The fact is that middle ground in America is to the Right of where we are now, not further Left. The pendulum swings back and forth in politics but a razor thin Democrat majority in the House and an equally divided Senate, is NOT a mandate to discard the Constitution and re-do America as a socialist utopia. At best this is going to continue to alienate a least half the country and that is not unity by any definition. Doing what I say, or else, is not a negotiation. I pray that Joe Biden shakes off his obvious cognitive decline long enough to resist his party’s worst impulses.

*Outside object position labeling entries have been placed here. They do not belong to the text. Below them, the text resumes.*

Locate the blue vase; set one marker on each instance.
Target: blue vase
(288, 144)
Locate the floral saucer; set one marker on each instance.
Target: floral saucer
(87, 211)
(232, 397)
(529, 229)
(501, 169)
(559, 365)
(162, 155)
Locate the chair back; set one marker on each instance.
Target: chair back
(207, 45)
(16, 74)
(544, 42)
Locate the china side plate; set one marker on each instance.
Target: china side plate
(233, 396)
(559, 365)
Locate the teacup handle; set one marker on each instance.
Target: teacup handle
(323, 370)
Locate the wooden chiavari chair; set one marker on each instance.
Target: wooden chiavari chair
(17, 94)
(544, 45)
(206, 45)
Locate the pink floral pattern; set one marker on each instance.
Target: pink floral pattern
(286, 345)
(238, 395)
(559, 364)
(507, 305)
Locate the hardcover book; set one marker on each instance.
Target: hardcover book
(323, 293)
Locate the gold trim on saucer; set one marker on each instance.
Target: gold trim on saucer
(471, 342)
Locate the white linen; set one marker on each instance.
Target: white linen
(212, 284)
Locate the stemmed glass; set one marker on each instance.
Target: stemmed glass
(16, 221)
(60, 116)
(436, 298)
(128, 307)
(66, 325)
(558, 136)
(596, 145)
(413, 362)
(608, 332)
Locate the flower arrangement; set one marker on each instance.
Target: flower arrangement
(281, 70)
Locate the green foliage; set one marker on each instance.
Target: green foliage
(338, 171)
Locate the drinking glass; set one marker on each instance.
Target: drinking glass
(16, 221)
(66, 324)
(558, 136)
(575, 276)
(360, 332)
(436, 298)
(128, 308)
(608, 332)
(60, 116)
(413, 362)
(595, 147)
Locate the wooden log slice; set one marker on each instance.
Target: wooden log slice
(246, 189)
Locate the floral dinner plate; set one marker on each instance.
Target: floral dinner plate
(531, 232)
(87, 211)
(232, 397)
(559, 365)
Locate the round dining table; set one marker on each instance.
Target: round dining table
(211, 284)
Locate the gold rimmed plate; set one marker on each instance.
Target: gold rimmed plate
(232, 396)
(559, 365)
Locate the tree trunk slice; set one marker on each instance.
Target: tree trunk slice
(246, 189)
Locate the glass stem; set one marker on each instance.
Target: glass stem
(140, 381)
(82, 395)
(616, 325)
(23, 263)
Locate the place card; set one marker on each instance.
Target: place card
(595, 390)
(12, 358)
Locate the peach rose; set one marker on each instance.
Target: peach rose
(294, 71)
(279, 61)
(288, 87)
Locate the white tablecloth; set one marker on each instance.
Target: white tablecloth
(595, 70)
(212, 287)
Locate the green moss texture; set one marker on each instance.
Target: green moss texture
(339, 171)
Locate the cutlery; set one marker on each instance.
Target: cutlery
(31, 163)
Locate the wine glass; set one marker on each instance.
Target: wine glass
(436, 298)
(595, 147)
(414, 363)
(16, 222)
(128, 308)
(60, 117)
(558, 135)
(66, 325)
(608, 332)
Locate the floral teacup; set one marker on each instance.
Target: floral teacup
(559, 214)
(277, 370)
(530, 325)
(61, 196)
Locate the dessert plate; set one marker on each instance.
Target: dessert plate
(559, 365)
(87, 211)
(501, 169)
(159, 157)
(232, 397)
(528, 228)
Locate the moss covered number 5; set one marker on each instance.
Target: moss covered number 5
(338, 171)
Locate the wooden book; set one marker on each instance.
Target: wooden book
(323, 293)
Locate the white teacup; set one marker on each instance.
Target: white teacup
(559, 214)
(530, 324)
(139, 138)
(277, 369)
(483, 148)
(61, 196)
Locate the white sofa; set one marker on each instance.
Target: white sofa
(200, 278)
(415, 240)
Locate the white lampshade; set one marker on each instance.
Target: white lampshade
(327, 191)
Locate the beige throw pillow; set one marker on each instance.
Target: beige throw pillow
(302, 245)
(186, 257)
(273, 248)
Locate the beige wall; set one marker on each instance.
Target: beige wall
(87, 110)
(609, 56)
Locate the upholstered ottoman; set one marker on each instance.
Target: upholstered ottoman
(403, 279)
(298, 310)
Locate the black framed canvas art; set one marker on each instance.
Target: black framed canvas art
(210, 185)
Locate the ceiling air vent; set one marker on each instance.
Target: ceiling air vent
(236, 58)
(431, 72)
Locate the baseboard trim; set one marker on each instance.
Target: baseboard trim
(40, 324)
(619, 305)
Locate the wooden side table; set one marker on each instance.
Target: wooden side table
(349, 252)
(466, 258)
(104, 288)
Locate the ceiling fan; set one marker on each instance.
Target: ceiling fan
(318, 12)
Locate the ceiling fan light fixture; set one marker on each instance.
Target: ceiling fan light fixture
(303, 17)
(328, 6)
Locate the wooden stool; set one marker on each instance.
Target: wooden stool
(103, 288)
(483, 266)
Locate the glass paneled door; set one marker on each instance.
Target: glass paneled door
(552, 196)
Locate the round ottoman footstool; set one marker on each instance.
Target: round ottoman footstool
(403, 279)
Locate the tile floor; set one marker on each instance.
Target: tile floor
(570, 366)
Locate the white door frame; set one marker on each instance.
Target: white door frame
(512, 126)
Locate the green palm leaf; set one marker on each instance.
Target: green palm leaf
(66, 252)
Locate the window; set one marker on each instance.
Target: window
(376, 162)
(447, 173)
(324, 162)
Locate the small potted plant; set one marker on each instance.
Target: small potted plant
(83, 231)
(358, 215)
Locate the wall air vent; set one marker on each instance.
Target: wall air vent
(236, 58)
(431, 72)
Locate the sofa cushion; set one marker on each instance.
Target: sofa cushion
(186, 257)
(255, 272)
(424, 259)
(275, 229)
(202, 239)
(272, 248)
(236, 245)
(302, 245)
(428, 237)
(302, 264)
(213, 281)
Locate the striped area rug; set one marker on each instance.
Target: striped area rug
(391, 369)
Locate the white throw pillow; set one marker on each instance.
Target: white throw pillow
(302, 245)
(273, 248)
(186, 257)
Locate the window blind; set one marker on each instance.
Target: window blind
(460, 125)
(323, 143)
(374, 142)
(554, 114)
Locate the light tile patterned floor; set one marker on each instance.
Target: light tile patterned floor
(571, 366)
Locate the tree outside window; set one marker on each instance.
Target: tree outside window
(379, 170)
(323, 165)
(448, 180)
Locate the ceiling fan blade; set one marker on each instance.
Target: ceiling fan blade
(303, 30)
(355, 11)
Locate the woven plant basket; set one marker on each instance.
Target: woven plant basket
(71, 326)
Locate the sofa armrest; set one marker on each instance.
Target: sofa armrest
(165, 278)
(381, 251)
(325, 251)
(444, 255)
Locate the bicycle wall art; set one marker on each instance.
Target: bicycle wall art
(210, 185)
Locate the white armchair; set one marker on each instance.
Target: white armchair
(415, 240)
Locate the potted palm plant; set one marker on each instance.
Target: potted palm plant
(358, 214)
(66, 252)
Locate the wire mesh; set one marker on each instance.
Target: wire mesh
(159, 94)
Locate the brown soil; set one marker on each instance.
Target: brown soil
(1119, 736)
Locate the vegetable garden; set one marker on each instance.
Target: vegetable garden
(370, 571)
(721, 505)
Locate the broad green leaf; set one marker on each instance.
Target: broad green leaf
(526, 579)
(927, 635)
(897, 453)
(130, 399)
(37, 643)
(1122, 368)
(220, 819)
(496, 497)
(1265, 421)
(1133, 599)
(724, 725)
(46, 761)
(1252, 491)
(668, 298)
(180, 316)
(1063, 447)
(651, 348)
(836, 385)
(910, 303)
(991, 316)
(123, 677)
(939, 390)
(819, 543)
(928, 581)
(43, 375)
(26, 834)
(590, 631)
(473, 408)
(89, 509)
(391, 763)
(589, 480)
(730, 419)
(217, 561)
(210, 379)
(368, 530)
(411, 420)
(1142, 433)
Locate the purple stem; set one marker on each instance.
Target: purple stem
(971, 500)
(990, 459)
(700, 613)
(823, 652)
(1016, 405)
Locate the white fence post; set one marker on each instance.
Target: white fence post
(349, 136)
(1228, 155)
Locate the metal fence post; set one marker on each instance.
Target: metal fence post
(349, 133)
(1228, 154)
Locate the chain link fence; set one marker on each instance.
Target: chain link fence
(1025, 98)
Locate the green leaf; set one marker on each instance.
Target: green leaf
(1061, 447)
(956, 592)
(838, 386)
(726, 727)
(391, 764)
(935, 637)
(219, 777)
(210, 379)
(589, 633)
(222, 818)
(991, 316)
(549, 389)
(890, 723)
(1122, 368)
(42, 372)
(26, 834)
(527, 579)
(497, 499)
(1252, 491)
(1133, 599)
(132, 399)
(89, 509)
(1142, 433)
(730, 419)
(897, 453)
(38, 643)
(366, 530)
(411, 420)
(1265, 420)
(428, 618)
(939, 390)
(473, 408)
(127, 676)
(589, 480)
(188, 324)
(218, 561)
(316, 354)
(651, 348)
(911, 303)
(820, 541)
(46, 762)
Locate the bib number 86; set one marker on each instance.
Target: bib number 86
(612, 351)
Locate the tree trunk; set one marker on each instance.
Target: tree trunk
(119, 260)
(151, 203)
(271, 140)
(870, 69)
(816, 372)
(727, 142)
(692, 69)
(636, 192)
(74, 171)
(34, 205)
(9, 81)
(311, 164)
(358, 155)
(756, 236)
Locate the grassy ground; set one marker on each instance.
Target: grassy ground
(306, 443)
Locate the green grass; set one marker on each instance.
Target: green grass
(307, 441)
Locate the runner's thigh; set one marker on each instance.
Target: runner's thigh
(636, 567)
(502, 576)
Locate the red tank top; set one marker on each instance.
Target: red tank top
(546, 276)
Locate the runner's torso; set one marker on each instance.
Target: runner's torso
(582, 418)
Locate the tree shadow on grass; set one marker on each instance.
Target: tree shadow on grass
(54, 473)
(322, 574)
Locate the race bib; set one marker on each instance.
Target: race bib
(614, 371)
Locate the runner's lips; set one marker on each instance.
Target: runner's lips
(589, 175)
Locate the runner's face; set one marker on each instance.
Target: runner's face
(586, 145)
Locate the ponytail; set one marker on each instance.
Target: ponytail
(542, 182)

Unfortunately, the GOP is not yet up to the task of countering this radical leftward march. They just ousted Rep. Liz Cheney from party House leadership because she has been a vocal critic of Donald Trump and voted to impeach him. They look disorganized and scrambling to decide if Donald Trump remains the face of the Republican Party, or someone else. My advice is to find someone else if they want to win. Not an easy task because Donald Trump won’t go quietly. That said, Florida Governor Ron DeSantis strikes me as a great choice, not because he was a supporter of many Trump policies. But rather because DeSantis’ COVID policies turned out to be right while so many others were wrong. And because he has a successful track record in leading a huge, growing state. And because he has relatively strong support from black and brown voters, especially for his education policy. South Carolina Tim Scott is also a good choice because he can talk with authority against the evil of racial politics which is the primary driver of Democrat strategy. In any case, the GOP will have to figure it out fast because the 2022 midterms are just around the corner.
It will be a recurring theme in my future podcasts and blogs to point out obvious facts and truths that don’t require self-styled experts or smug politicians to explain to us. Another recurring theme will be to point out obvious double-standards and hypocrisies that are plain to see. And finally, I will challenge claims of “settled science” and “settled law” by those who wish to shut down free speech and inquiry. Having civil open debate is the essence of true “small l” liberalism that has underpinned western civilization for more than two thousand years. It is at the core of science, is foundational to our Constitution and our traditions as a self-governing democratic republic.
Well, that’s it for now. Hope you have enjoyed this episode of Locally Grown. I’m happy to be back to further explore some of these and other topics. I’ll leave with a proverb that some attribute to an ancient Chinese curse. It somehow feels appropriate for this moment.
“May you live in interesting times.”
We sure do.
Remember. United We Stand, Divided We Fall, Each one for the Other, and All for All.